The GOP and Voter Fraud

Republicans love to say they oppose easier access to voter registration and voting because they are worried about voter fraud.

That is their excuse for the new Georgia law requiring photo identification -- despite the absence of any evidence that there was substantial voter fraud in the past. Not shockingly, the poor, the elderly and blacks will be the voters most likely to be disenfranchised by this law.

Of course, it was also the excuse for the voter suppression efforts the GOP ran in Ohio during the 2004 presidential campaign.

I always wondered what justification the Republicans had for these sorts of laws, aside from racism, classism and just plain cheating, anyway.

Now I know.

They really are worried about voter fraud, and -- finally -- they really know of a real example.

Karl Rove.

That's right: according to a post from Citizens for Responsibility and Ethics in Washington,
Mr. Rove and his wife, Darby, registered to vote in Kerr County in 2003 after they sold their Austin, Texas home. County property records show that Mr. Rove and his wife have owned two tiny rental cottages in Kerr County since 1997, the largest of which is only 814 feet and is valued by the county at $25,000. In contrast, the Roves Washington, D.C. home is valued at over $1.1 million. Local residents have stated that they have never seen Rove in the area....

Texas law stipulates that one of the requirements to be considered a “qualified voter” is that the person be a resident of Texas and the county in which application for voter registration is made. The application for registration must be executed and submitted to an election officer and must include a statement that the voter satisfies the applicable residence requirements and the voter's residence address. Texas law provides that making a false statement on a voter registration form is a Class B misdemeanor.
No wonder they are so worried.


Anonymous Bu$h Ate My Baby said...

Believe it or not, the concept of "residency" is not cut and dry. I remeber spending some time in one of my first year law school classes going through the concept. It ends up being based on state law, and as a general matter has an effect on divorce law, estate law, venue for federal jurisdictional requirements, etc.

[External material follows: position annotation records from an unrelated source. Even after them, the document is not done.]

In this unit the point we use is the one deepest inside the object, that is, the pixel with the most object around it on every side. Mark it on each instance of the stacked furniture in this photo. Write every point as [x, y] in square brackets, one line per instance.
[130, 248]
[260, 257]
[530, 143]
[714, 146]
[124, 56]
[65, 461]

My recollection is that Texas is one of the laxer in terms of being able to claim residency. Other states have requirements that one spend a certain number of days in the year in the state in order to qualify as a resident. Texas, on the other hand, allows establishment of residency on the basis of intent to return.

This is backed up by some quick research. Residence is defined in Section 1.015 of the Texas Election Code as the voter’s permanent home to which he or she intends to return after any temporary absence. "This definition also implies that you lived at the location at one time and intend to return, so generally, you cannot list a location where you have never been physically present."

It is common for politicians and those in the political realm to maintain a residence in their state of origin. My recollection, for example, is that President Bush maintained an address at a Houston hotel (presumably continuously renting the same room) either during his presidency or immediately afterward.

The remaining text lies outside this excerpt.